IT cannot be said that the five contestants for the Labour party leadership make the political blood course through the veins. Two Miliband's, Ed Balls, Andy Burnham -- and Diana Abbott whose literally last minute nomination came only courtesy of votes from Harriet Harman, who as the party deputy leader had said she would not take sides, and David Miliband who may have thought the contest needed livening up even at the cost of backing an opponent. The summer months will be spent in hustings at local Labour party gatherings and
Trade Union meetings and the party's vote will be taken on the eve of the annual Conference at the end of September. This long-established process is similar to the one followed by the Conservatives to find a successor to Michael Howard but with the difference that the Conservative vote followed speeches by the candidates at a party Conference.

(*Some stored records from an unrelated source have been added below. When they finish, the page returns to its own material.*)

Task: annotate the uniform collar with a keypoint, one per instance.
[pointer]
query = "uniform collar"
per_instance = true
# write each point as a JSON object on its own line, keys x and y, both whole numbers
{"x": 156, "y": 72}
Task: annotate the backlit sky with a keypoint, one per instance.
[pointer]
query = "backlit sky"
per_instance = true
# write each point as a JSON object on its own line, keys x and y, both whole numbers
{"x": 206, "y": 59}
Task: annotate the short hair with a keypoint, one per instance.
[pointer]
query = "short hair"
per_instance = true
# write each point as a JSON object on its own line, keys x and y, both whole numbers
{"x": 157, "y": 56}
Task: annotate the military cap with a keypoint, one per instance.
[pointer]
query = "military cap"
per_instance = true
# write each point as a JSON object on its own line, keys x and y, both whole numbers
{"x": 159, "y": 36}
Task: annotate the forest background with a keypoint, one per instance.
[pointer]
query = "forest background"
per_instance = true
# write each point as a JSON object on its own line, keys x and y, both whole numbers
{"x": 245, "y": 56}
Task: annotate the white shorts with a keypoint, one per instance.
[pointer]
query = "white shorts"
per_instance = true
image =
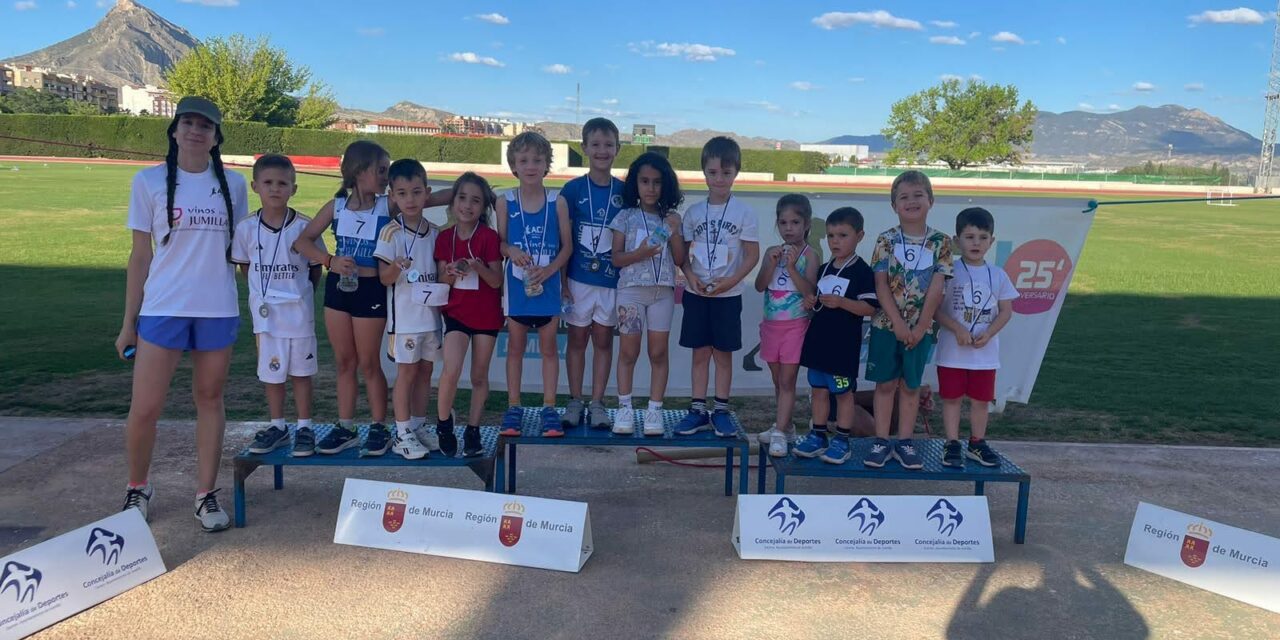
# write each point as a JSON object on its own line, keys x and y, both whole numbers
{"x": 592, "y": 304}
{"x": 406, "y": 348}
{"x": 645, "y": 307}
{"x": 279, "y": 359}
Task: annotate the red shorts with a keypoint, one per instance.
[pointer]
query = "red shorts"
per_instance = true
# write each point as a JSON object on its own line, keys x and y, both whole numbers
{"x": 978, "y": 384}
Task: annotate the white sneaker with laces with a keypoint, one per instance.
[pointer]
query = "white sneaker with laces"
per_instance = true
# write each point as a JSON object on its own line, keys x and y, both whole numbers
{"x": 653, "y": 423}
{"x": 625, "y": 421}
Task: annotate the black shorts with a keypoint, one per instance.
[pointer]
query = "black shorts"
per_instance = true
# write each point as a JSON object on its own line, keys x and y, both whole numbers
{"x": 457, "y": 325}
{"x": 533, "y": 321}
{"x": 714, "y": 323}
{"x": 368, "y": 301}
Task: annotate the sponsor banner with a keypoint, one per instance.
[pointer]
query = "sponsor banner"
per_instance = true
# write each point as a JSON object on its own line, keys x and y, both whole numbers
{"x": 60, "y": 577}
{"x": 863, "y": 529}
{"x": 461, "y": 524}
{"x": 1228, "y": 561}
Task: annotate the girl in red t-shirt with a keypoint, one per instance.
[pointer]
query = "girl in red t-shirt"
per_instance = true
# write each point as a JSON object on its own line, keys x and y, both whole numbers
{"x": 469, "y": 261}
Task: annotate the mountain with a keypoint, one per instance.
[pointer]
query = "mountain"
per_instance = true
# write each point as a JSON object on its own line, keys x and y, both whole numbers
{"x": 131, "y": 45}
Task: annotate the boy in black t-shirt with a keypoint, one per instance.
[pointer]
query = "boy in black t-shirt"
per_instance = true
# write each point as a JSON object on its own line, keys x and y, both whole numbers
{"x": 846, "y": 295}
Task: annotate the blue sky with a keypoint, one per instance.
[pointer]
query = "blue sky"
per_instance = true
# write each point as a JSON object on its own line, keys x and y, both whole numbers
{"x": 801, "y": 71}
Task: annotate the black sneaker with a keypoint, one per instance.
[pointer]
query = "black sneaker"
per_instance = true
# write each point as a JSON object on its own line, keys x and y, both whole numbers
{"x": 952, "y": 455}
{"x": 337, "y": 440}
{"x": 471, "y": 444}
{"x": 378, "y": 440}
{"x": 983, "y": 453}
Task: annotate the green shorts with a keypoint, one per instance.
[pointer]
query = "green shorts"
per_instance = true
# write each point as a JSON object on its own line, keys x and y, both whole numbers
{"x": 888, "y": 360}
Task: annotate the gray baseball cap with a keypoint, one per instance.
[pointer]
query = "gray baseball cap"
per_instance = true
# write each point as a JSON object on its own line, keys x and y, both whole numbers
{"x": 201, "y": 106}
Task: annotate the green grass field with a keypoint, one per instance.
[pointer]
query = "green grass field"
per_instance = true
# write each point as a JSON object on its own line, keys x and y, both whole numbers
{"x": 1170, "y": 333}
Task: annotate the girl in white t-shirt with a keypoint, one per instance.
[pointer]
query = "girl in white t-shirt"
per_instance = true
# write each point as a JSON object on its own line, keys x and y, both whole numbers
{"x": 181, "y": 296}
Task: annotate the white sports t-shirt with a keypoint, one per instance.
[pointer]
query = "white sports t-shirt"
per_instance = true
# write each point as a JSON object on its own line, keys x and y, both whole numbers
{"x": 278, "y": 275}
{"x": 412, "y": 306}
{"x": 190, "y": 275}
{"x": 716, "y": 234}
{"x": 972, "y": 297}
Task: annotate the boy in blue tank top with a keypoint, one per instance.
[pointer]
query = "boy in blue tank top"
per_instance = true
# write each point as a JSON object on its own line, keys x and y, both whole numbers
{"x": 593, "y": 201}
{"x": 534, "y": 228}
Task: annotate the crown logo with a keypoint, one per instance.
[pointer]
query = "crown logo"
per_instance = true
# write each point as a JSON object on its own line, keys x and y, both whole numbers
{"x": 1200, "y": 530}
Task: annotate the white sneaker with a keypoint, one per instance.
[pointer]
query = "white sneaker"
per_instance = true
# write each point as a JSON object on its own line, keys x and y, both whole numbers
{"x": 210, "y": 515}
{"x": 653, "y": 423}
{"x": 408, "y": 447}
{"x": 625, "y": 421}
{"x": 777, "y": 446}
{"x": 140, "y": 499}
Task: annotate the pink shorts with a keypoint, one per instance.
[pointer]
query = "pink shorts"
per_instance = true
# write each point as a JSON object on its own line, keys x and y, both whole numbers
{"x": 781, "y": 339}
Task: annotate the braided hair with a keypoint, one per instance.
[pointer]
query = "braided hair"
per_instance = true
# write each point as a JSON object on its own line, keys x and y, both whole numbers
{"x": 170, "y": 181}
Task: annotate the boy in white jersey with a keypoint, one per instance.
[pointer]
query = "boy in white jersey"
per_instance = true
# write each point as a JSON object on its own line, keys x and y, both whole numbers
{"x": 406, "y": 265}
{"x": 280, "y": 301}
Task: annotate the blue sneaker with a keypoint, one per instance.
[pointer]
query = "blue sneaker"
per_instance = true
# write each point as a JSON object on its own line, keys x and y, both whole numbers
{"x": 878, "y": 455}
{"x": 511, "y": 421}
{"x": 839, "y": 451}
{"x": 905, "y": 453}
{"x": 813, "y": 444}
{"x": 722, "y": 421}
{"x": 694, "y": 421}
{"x": 551, "y": 423}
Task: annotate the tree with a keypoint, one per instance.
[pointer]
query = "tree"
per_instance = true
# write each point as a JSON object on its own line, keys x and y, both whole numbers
{"x": 247, "y": 80}
{"x": 960, "y": 126}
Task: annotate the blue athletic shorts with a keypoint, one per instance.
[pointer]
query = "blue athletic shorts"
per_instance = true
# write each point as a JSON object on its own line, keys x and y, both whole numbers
{"x": 188, "y": 333}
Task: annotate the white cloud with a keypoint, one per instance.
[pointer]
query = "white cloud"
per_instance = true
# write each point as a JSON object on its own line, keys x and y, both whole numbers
{"x": 493, "y": 18}
{"x": 878, "y": 18}
{"x": 1240, "y": 16}
{"x": 695, "y": 53}
{"x": 470, "y": 58}
{"x": 1005, "y": 36}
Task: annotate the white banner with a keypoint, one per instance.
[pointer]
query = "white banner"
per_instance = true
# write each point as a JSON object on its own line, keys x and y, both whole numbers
{"x": 863, "y": 529}
{"x": 1233, "y": 562}
{"x": 460, "y": 524}
{"x": 60, "y": 577}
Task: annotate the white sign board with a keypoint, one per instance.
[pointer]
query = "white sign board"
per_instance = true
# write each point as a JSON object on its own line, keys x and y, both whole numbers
{"x": 60, "y": 577}
{"x": 1233, "y": 562}
{"x": 461, "y": 524}
{"x": 863, "y": 529}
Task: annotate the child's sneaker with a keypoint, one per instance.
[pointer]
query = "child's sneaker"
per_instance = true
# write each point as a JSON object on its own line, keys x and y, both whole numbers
{"x": 696, "y": 420}
{"x": 471, "y": 444}
{"x": 304, "y": 443}
{"x": 723, "y": 424}
{"x": 905, "y": 453}
{"x": 378, "y": 440}
{"x": 140, "y": 499}
{"x": 598, "y": 416}
{"x": 952, "y": 456}
{"x": 269, "y": 439}
{"x": 210, "y": 515}
{"x": 839, "y": 451}
{"x": 625, "y": 421}
{"x": 812, "y": 446}
{"x": 511, "y": 421}
{"x": 552, "y": 424}
{"x": 983, "y": 453}
{"x": 337, "y": 440}
{"x": 878, "y": 455}
{"x": 653, "y": 424}
{"x": 408, "y": 447}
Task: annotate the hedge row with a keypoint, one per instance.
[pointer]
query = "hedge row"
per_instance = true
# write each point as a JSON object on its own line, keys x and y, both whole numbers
{"x": 141, "y": 138}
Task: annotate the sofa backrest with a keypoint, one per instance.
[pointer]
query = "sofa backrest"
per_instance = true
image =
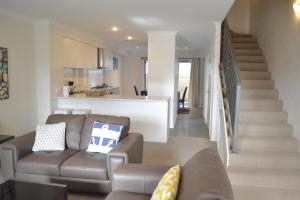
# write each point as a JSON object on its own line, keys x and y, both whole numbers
{"x": 73, "y": 129}
{"x": 88, "y": 126}
{"x": 204, "y": 178}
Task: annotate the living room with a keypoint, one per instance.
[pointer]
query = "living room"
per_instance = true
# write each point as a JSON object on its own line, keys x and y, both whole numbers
{"x": 79, "y": 71}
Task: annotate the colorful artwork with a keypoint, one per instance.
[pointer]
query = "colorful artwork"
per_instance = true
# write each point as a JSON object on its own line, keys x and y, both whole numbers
{"x": 115, "y": 63}
{"x": 4, "y": 93}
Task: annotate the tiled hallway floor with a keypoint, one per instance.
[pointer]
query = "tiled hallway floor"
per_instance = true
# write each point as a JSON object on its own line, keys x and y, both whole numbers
{"x": 191, "y": 125}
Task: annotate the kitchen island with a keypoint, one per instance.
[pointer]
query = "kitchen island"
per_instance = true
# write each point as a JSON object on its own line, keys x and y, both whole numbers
{"x": 148, "y": 115}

The Guardian newspaper argued yesterday that Labour need not be in such a hurry to find their next leader and would do well to follow the Conservative procedure that produced David Cameron. Does anyone now wish the favourite David Davis had won?
David Miliband is a hot favourite with the bookmakers; Ed Miliband is popular in the parliamentary party; Ed Balls has support at the grass roots; Andy Burnham is little known and Diana Abbott is a wild card although she has not been tested in office as the others have been. Labour party managers will not want to change things but somehow the contest needs a boost.